Some people on Twitter have asked if people should be paid for the work they do as author/editor/reviewer. Definitely not. It would just make matters worse, because publishers would factor in these costs and charge even more for journals.
No, I just want a change in the model whereby publishers make enormous and undeserved profits from academics. There are various ways this could be done.
1. The publishers could charge less: currently if you try and download a single journal article, you are charged around £20, even though the production costs are minimal.
2. Retain the current model but remove commercial publishers from the loop, with publication of research limited to learned societies, universities, funders.
3. Retain the current model but make all journals Open Access, with the funder or university paying a one-off publication fee.

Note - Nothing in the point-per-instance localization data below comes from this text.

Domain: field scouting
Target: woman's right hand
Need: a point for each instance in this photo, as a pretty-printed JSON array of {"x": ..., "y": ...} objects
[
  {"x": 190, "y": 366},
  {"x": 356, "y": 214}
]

4. More radically, move to a system such as arxiv, which I discussed here.
On the whole, academics are an interesting bunch. We’re not all that interested in money, but we are skilled and can produce things of commercial value. It’s a golden opportunity for someone who does want to make money to step in a make a profit. Publishers like Elsevier would have been fine if they hadn’t been so greedy and had charged modest sums for their product. Instead, they pushed costs as high as the market could bear, making huge profits, while at the same time giving authors less and less. (Copy-editors have become an endangered species). Instead of facilitating scientific communication, they have put obstacles in the way. But part of the blame lies with the academic community, who have been far too passive. We should have tackled this years ago before it got out of hand.